Query: Supporting Generation with Similarity Search
When a user asks a question:
The query is converted into an embedding
A similarity search is performed in the vector database
The most relevant chunks are retrieved
These chunks are assembled as context and passed to the LLM
The LLM generates the final response
At its core, RAG helps reduce hallucination and extend LLM knowledge beyond what was seen during training by grounding generation in retrieved content.
When Data Is Inherently Relational: Why RAG Falls Short
In practice, we found that many datasets are not just long-form text. Instead, they naturally encode:
Relationships between people
Connections between entities
Preferences, causality, supply chains, and interaction networks
For example:
Iris likes Chocolate
Melody likes Guava and Chocolate
When such information is flattened into text chunks, the semantic meaning remains, but the structure is lost. This is exactly where Graph RAG comes into play.
Graph RAG Indexing: Understand Structure Before Retrieval
Graph RAG does not replace traditional RAG. Instead, it adds a structured understanding layer during indexing.

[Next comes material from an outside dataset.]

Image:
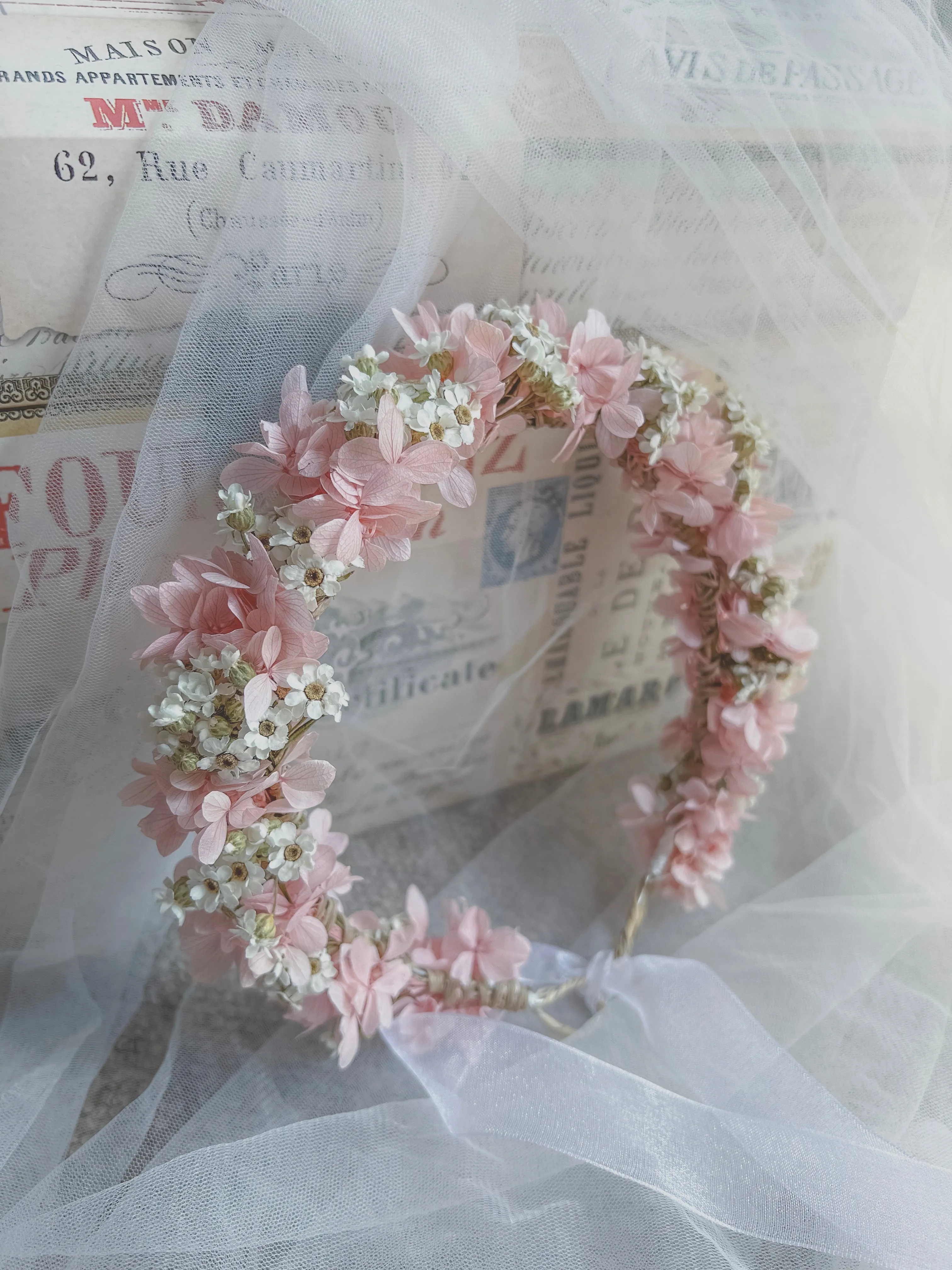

Graph RAG Indexing Workflow:
Documents and chunks still exist
An LLM is used to extract:
Entities
Relationships
Structured knowledge is stored in a graph database
Embeddings are still preserved and stored in a vector database as a complementary signal
In short:
Graph RAG = Structured Knowledge Graphs + Vector-based Semantic Search
This hybrid approach allows the system to reason not just over text similarity, but over relationships. For example: the knowledge of "Melody and Iris share a common interest in chocolate." will be represented in Graph RAG in the structure below:

Graph RAG Query: From “Finding Text” to “Finding Relationships”
Graph RAG introduces an additional structure-aware step at query time.
Key steps in Graph RAG querying:
User query → embedding
Vector search identifies relevant entities (by name or ID)
Related subgraphs are retrieved from the graph database
The subgraph becomes a high-quality, relationship-aware context
The LLM generates a response grounded in connected knowledge
As a result, the model is no longer answering only “what looks similar”, but instead “how things are connected.” This distinction becomes critical for complex, multi-hop, or relational questions.
Conclusion
The transition from RAG to Graph-RAG represents the "coming of age" for AI in the enterprise. For domains where knowledge is highly connected—people, organizations, products, workflows— the value of information lies in the connections between data points, and the old way of searching is no longer sufficient. Conventional RAG served us well as a first step, but it lacks the cognitive architecture to handle the nuance of business intelligence to support mission-critical decisions.
With Graph RAG, we are finally moving away from "stochastic parrots" that simply repeat text and moving toward systems that can truly reason through complex data. For the enterprise professionals, this means more than just efficiency—it means having a strategic partner that can illuminate the hidden patterns in your data, quantify your team's impact, and ultimately drive better outcomes.